昨日、取引先の社長のお母様が亡くなったということで、
松戸までお葬式に行ってきた。
帰り、お腹がペコペコだったので、
北千住の駅の構内のお好み焼き屋さんに入る。
駅の構内にしては、ちゃんとキッチンがあって、客席もそこそこ多い普通のお好み焼き屋である。

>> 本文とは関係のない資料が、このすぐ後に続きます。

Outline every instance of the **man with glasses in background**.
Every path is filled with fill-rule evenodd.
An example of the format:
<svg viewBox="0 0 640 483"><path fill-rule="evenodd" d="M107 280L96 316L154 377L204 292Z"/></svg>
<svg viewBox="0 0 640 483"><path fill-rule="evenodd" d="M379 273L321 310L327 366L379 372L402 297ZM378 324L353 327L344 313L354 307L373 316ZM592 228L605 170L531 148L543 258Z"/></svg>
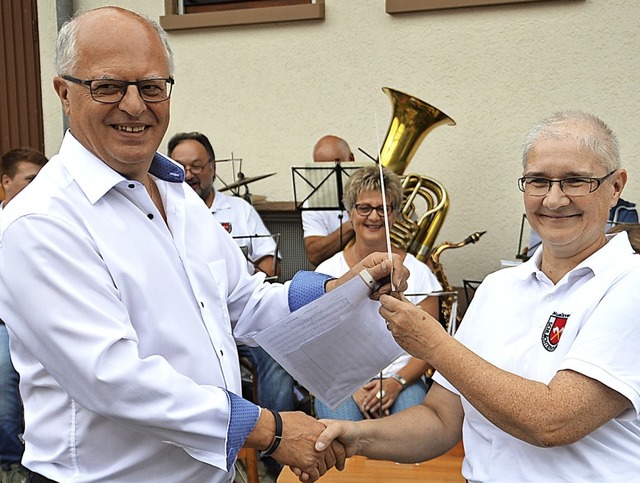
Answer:
<svg viewBox="0 0 640 483"><path fill-rule="evenodd" d="M485 278L455 337L381 297L396 341L436 369L433 385L396 415L327 422L317 448L337 438L348 455L408 463L462 438L467 481L638 481L640 257L626 232L605 234L626 182L597 117L534 126L518 186L542 248Z"/></svg>
<svg viewBox="0 0 640 483"><path fill-rule="evenodd" d="M169 140L167 154L184 167L185 182L198 193L216 221L243 250L249 273L261 272L277 279L280 260L276 257L276 242L258 212L242 198L220 193L213 186L216 155L209 138L199 132L175 134ZM238 344L238 355L249 360L256 374L258 400L253 402L276 411L296 409L293 377L267 351L262 347ZM271 478L275 481L282 465L271 457L262 458L262 462L268 475L263 480Z"/></svg>
<svg viewBox="0 0 640 483"><path fill-rule="evenodd" d="M253 206L237 196L216 191L216 156L209 138L199 132L175 134L167 154L185 169L185 182L205 202L213 217L245 252L249 273L262 272L270 280L280 274L276 242Z"/></svg>
<svg viewBox="0 0 640 483"><path fill-rule="evenodd" d="M311 480L341 466L339 443L314 449L322 423L239 396L235 343L255 343L359 270L392 273L404 290L399 258L377 253L337 280L250 276L182 167L157 152L173 54L150 19L119 7L80 14L58 33L56 72L69 131L0 225L0 318L21 378L27 481L230 483L241 447Z"/></svg>

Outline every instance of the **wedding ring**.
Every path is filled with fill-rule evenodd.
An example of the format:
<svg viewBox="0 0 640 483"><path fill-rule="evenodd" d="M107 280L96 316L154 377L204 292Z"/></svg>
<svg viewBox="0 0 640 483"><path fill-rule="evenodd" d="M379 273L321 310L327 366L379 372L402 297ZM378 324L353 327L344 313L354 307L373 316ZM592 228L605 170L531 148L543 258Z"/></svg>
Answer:
<svg viewBox="0 0 640 483"><path fill-rule="evenodd" d="M378 399L382 400L382 398L386 395L387 393L384 391L384 389L382 389L380 392L378 392Z"/></svg>

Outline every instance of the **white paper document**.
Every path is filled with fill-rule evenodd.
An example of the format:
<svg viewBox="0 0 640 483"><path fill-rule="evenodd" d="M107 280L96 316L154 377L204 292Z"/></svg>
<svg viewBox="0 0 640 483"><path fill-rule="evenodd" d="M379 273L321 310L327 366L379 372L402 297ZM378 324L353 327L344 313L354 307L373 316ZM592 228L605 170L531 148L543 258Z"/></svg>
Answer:
<svg viewBox="0 0 640 483"><path fill-rule="evenodd" d="M335 409L404 354L355 277L254 339L324 404Z"/></svg>

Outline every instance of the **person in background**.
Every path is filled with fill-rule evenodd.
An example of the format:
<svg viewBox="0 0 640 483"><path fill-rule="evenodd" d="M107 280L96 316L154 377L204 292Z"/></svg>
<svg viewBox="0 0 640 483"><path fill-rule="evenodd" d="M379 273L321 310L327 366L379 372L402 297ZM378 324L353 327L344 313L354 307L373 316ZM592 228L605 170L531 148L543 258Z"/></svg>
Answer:
<svg viewBox="0 0 640 483"><path fill-rule="evenodd" d="M337 136L323 136L313 147L315 163L354 159L347 142ZM341 251L354 236L345 210L302 210L302 229L304 249L314 267Z"/></svg>
<svg viewBox="0 0 640 483"><path fill-rule="evenodd" d="M408 301L381 315L437 373L424 403L376 421L324 421L317 449L401 462L462 437L480 482L638 481L640 257L607 235L627 182L616 136L594 115L555 113L523 143L527 219L542 249L478 288L455 337Z"/></svg>
<svg viewBox="0 0 640 483"><path fill-rule="evenodd" d="M341 467L339 443L314 448L322 423L239 395L235 342L255 344L360 270L391 274L400 291L408 271L378 253L340 279L249 275L183 168L158 153L176 83L166 32L100 7L65 23L55 52L69 130L0 224L0 317L30 483L231 483L241 447L310 481Z"/></svg>
<svg viewBox="0 0 640 483"><path fill-rule="evenodd" d="M175 134L169 140L167 153L170 158L184 167L186 183L206 203L216 221L234 236L234 241L241 248L246 248L249 273L263 272L267 276L275 276L276 244L260 219L260 215L242 198L216 192L213 187L216 162L209 138L199 132ZM236 238L237 235L241 238ZM243 235L261 235L261 237L250 238ZM258 384L258 400L254 401L255 403L276 411L296 409L295 381L273 357L261 347L250 347L245 344L238 344L238 354L240 357L246 357L254 368ZM269 477L275 481L282 470L282 465L271 457L264 457L262 461Z"/></svg>
<svg viewBox="0 0 640 483"><path fill-rule="evenodd" d="M0 178L4 199L3 209L36 177L47 162L44 154L32 148L7 151L0 163ZM27 471L20 464L24 444L24 418L19 388L20 377L11 363L9 334L0 320L0 466L3 483L23 482Z"/></svg>
<svg viewBox="0 0 640 483"><path fill-rule="evenodd" d="M380 182L380 168L371 165L355 171L344 190L344 206L355 232L353 243L343 251L322 262L316 271L338 277L348 272L360 260L374 252L387 251L385 230L385 205L383 204ZM402 183L398 175L382 168L386 195L386 213L392 226L402 207ZM422 307L433 317L438 317L438 297L426 294L441 290L441 285L429 267L416 257L396 247L392 247L409 269L407 298ZM416 294L411 296L410 294ZM369 304L371 323L383 324L378 314L379 304L373 300ZM375 350L372 347L371 350ZM347 370L348 368L345 368ZM377 418L395 414L403 409L422 403L427 394L425 373L429 365L404 354L387 366L380 376L372 378L336 409L331 410L318 399L315 400L316 416L319 418L361 419ZM380 397L381 396L381 397Z"/></svg>
<svg viewBox="0 0 640 483"><path fill-rule="evenodd" d="M258 212L242 198L217 192L216 157L211 142L202 133L175 134L168 144L168 155L185 169L185 181L202 198L214 218L246 250L249 273L262 272L267 277L280 275L276 243Z"/></svg>

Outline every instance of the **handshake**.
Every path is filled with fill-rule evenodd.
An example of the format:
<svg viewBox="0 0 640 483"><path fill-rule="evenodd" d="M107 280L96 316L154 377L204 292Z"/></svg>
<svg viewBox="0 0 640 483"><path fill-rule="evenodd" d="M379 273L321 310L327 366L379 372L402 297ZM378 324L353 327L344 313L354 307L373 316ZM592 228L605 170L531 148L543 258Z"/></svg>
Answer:
<svg viewBox="0 0 640 483"><path fill-rule="evenodd" d="M291 467L300 481L316 481L334 466L344 469L345 460L355 448L345 447L331 437L318 444L326 425L302 412L276 413L263 409L245 441L246 447L258 449L278 463Z"/></svg>

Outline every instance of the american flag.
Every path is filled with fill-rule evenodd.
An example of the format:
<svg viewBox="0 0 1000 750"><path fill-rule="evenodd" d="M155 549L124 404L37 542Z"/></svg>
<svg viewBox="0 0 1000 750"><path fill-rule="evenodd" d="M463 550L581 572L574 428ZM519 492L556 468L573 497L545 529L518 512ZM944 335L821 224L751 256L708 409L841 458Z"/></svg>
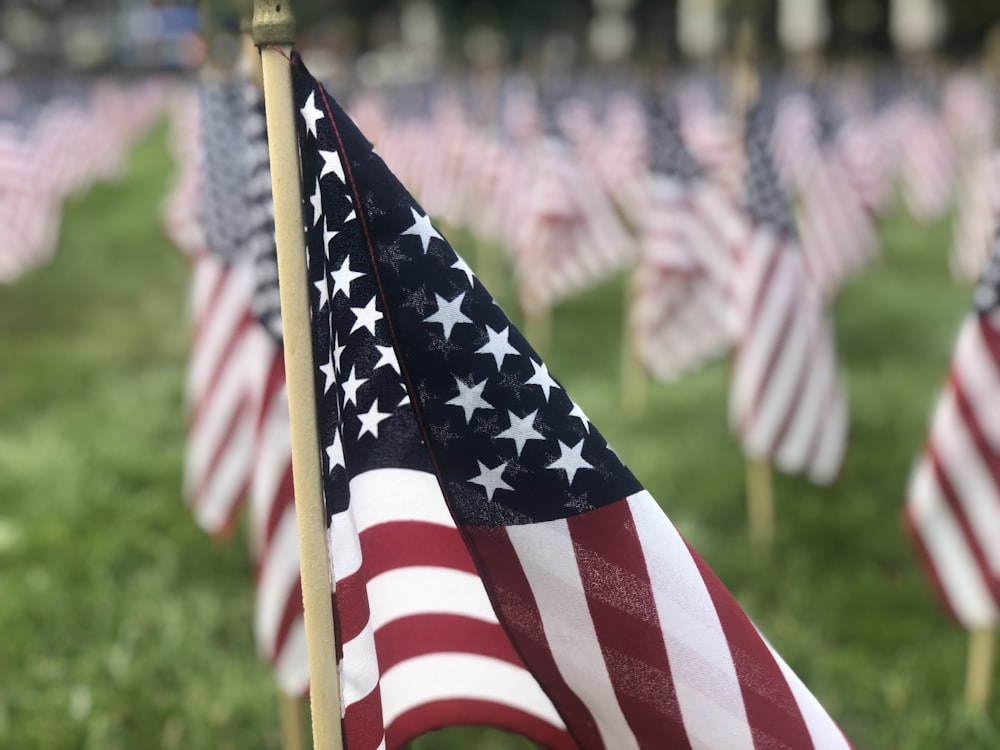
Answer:
<svg viewBox="0 0 1000 750"><path fill-rule="evenodd" d="M597 428L294 60L353 750L846 748Z"/></svg>
<svg viewBox="0 0 1000 750"><path fill-rule="evenodd" d="M281 346L281 303L278 298L274 203L267 151L267 125L260 94L242 83L246 136L246 252L254 269L251 308L261 339L262 379L255 398L256 441L250 478L250 533L255 559L254 634L261 658L274 669L278 686L288 695L309 689L299 570L299 535L292 489L291 425L285 358Z"/></svg>
<svg viewBox="0 0 1000 750"><path fill-rule="evenodd" d="M747 212L752 229L736 273L740 317L730 420L751 458L817 483L840 469L847 404L834 341L806 271L788 200L768 151L768 116L747 123Z"/></svg>
<svg viewBox="0 0 1000 750"><path fill-rule="evenodd" d="M815 158L802 175L800 226L809 274L820 295L830 298L872 261L878 243L871 217L851 180L837 129L829 122L827 127L820 124Z"/></svg>
<svg viewBox="0 0 1000 750"><path fill-rule="evenodd" d="M935 221L954 198L955 146L940 114L930 106L911 102L904 113L897 122L897 137L904 142L904 204L917 221Z"/></svg>
<svg viewBox="0 0 1000 750"><path fill-rule="evenodd" d="M948 265L957 281L973 283L989 263L1000 220L1000 153L982 148L963 164Z"/></svg>
<svg viewBox="0 0 1000 750"><path fill-rule="evenodd" d="M262 103L237 72L179 102L167 227L193 251L186 498L216 535L249 500L257 650L281 690L301 696L309 672Z"/></svg>
<svg viewBox="0 0 1000 750"><path fill-rule="evenodd" d="M653 162L630 324L646 367L674 380L733 343L730 285L746 225L688 153L676 117L659 100L649 123Z"/></svg>
<svg viewBox="0 0 1000 750"><path fill-rule="evenodd" d="M906 521L931 581L969 629L1000 620L1000 242L958 335L910 475Z"/></svg>
<svg viewBox="0 0 1000 750"><path fill-rule="evenodd" d="M203 252L194 256L194 341L188 364L190 412L184 495L206 531L232 526L250 484L263 340L252 314L254 276L247 245L246 142L230 125L242 115L233 80L203 81L199 182Z"/></svg>

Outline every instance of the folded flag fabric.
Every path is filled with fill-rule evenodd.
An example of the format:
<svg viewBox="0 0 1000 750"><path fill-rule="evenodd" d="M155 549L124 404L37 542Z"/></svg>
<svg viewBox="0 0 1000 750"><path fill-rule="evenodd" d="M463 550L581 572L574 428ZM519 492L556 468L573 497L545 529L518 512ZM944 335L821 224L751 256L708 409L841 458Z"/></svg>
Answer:
<svg viewBox="0 0 1000 750"><path fill-rule="evenodd" d="M846 748L297 58L317 409L352 750Z"/></svg>

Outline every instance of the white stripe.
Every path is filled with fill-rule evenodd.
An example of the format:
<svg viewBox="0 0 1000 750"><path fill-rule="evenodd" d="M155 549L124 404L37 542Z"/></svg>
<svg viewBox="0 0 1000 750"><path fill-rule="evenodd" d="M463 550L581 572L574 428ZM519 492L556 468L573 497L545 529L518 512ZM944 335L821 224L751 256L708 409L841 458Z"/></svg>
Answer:
<svg viewBox="0 0 1000 750"><path fill-rule="evenodd" d="M250 522L256 548L264 543L267 519L276 500L281 480L291 465L291 425L285 386L271 399L257 436L254 451L253 486L250 493Z"/></svg>
<svg viewBox="0 0 1000 750"><path fill-rule="evenodd" d="M789 418L790 412L799 407L797 396L799 381L808 378L809 369L809 311L804 311L802 305L792 304L786 308L786 315L791 318L791 326L778 344L777 359L767 382L763 384L764 392L758 408L753 413L753 420L743 438L744 449L749 456L761 458L770 454L781 430L782 424ZM798 313L798 314L796 314Z"/></svg>
<svg viewBox="0 0 1000 750"><path fill-rule="evenodd" d="M274 662L278 687L285 695L299 697L309 689L309 654L306 649L306 626L301 617L288 629L284 648Z"/></svg>
<svg viewBox="0 0 1000 750"><path fill-rule="evenodd" d="M995 325L986 321L986 325ZM1000 393L1000 373L983 340L978 316L971 315L962 325L955 346L953 369L972 404L990 404ZM1000 450L1000 410L977 409L976 419L990 445Z"/></svg>
<svg viewBox="0 0 1000 750"><path fill-rule="evenodd" d="M785 439L781 441L774 455L775 466L789 474L805 469L813 436L818 429L817 424L826 408L827 397L834 387L833 379L836 376L831 361L832 352L825 338L826 331L821 325L817 325L820 323L819 316L810 315L809 319L812 324L810 374L806 378L805 391L799 402L799 408L792 415L792 422L785 433Z"/></svg>
<svg viewBox="0 0 1000 750"><path fill-rule="evenodd" d="M218 261L213 259L200 262ZM238 329L250 307L252 295L253 276L249 265L241 263L232 266L229 277L211 308L208 324L199 331L200 335L195 343L187 383L188 393L193 397L197 398L208 387L226 343ZM204 323L204 320L199 322Z"/></svg>
<svg viewBox="0 0 1000 750"><path fill-rule="evenodd" d="M496 623L482 579L451 568L410 566L388 570L368 581L369 622L374 630L405 617L461 615Z"/></svg>
<svg viewBox="0 0 1000 750"><path fill-rule="evenodd" d="M840 470L847 449L847 399L839 382L830 390L820 430L816 454L809 466L809 478L816 484L829 484Z"/></svg>
<svg viewBox="0 0 1000 750"><path fill-rule="evenodd" d="M566 521L511 526L507 534L538 605L545 641L563 680L593 715L605 747L638 748L587 614L589 605Z"/></svg>
<svg viewBox="0 0 1000 750"><path fill-rule="evenodd" d="M346 666L345 666L346 665ZM341 713L362 700L379 684L378 655L375 651L375 631L371 620L354 638L344 643L340 660ZM382 693L385 704L385 692Z"/></svg>
<svg viewBox="0 0 1000 750"><path fill-rule="evenodd" d="M358 533L390 521L455 526L433 474L412 469L377 469L351 480L351 509Z"/></svg>
<svg viewBox="0 0 1000 750"><path fill-rule="evenodd" d="M350 508L334 513L327 529L327 547L330 551L330 580L343 581L361 570L361 538ZM336 583L334 583L336 590Z"/></svg>
<svg viewBox="0 0 1000 750"><path fill-rule="evenodd" d="M778 247L770 252L779 254L774 276L764 290L756 320L749 323L752 329L746 332L733 373L740 407L737 413L743 419L753 415L754 402L767 376L768 363L775 350L781 347L782 328L787 316L793 312L791 306L795 295L800 293L795 288L798 279L793 278L791 266L780 255L788 251Z"/></svg>
<svg viewBox="0 0 1000 750"><path fill-rule="evenodd" d="M926 458L910 478L906 507L958 621L968 629L995 626L996 603Z"/></svg>
<svg viewBox="0 0 1000 750"><path fill-rule="evenodd" d="M238 492L251 470L254 422L254 415L244 409L205 491L196 498L195 520L208 531L221 531L241 499Z"/></svg>
<svg viewBox="0 0 1000 750"><path fill-rule="evenodd" d="M930 440L955 491L961 512L996 577L1000 574L1000 544L997 544L1000 540L1000 495L958 411L955 392L950 385L938 401Z"/></svg>
<svg viewBox="0 0 1000 750"><path fill-rule="evenodd" d="M564 726L526 670L488 656L437 653L407 659L382 675L381 690L386 726L413 708L444 700L491 701Z"/></svg>
<svg viewBox="0 0 1000 750"><path fill-rule="evenodd" d="M240 424L236 427L237 431L241 431L247 421L246 417L252 411L244 401L250 395L249 376L254 364L251 350L248 337L241 336L212 391L203 393L197 404L200 408L195 413L195 421L188 432L184 456L184 488L188 494L205 480L212 467L214 454L222 445L234 415L238 411L242 412ZM251 424L247 427L251 431L255 430L253 421L251 419ZM243 436L238 435L237 438L242 439ZM252 438L247 450L253 450Z"/></svg>
<svg viewBox="0 0 1000 750"><path fill-rule="evenodd" d="M754 750L729 642L701 572L648 492L632 495L628 504L691 746Z"/></svg>
<svg viewBox="0 0 1000 750"><path fill-rule="evenodd" d="M295 511L281 514L274 529L267 554L261 561L260 580L254 603L254 632L257 648L267 658L274 658L278 627L285 614L289 593L299 580L299 531Z"/></svg>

私が頼んだのは、お好み焼きと焼きそばが半分づつのセット。
食べてみて、
どひゃー。
どーやったら、
ええ、いったいどーやったら、
焼きそばとお好み焼きが、
こんなにまずく作れるんだろう????
と疑問になるぐらい
激マズ
だったのだ。
めんも、ソースも、焼き方も、ダメダメのダメ。
粉モノって、ちょっとした工夫で美味しくなる庶民の食べ物なのに、
ここのは「美味しくする工夫」が全く見られない。
ていうか、ここの人たち、「味覚」ちゃんと持ってる???
こういう人は、これを商売にしちゃいかんよ。
焼きそばなど、私がスーパーのパックを使って作った方がよっぽどウマいわ。
ここで一句。
「粉モノや
「工夫」を抜いたら
ただのエサ」
一方で。
最近うちの近くにできたパン屋さんがある。
小さな小さなお店で、30代とおぼしきかわいいお姉さんが一人でやっている。
ここのパンが、生地が「もちもちして」めちゃくちゃ美味しい。
なんていうか
「もちもちぶり」がハンパじゃないのだ。
食べるとまずもちもち感にびっくりして、
噛んでいると小麦の自然な甘さがふわっと口の中に広がる。
なんて言うか、「幸せな気分になるパン」なのだ。
おそらくだが、このお姉さんが自分で考案した製法があるのだろう。
中に入れるチョコも、クリームも、餡もこだわっていて、
もちもちの生地に合うようにできている。
特にチョコパンのとろりとしたクリームは、もうやみつき。
あんパン260円、チョコパン260円、白いプレーンなパンでも160円と、決して安くないし、
そしておそらく何の宣伝もしていないはずなのに、
近所の人の口コミで開店後2ヶ月で行列ができ、
朝8時半にあいて、9時半にはすべて売り切れという繁盛ぶり。
レジをしているとき、お姉さんに聞いてみた。
「もっとたくさん作らないのですか」
お姉さんいわく、
「たくさん作れないんです。
私が一人で作るので、
大量にやると手のひらの力が出せなくて、
もちもち感が出ないんですよ」
たかが粉モノ、されど粉モノ。
みんなが大好きな粉モノだからこそ、
安価に手に入る粉モノだからこそ、
味に対しては他のものよりはるかに厳しい。
このお姉さんは、そのことをよく知っていたのだった。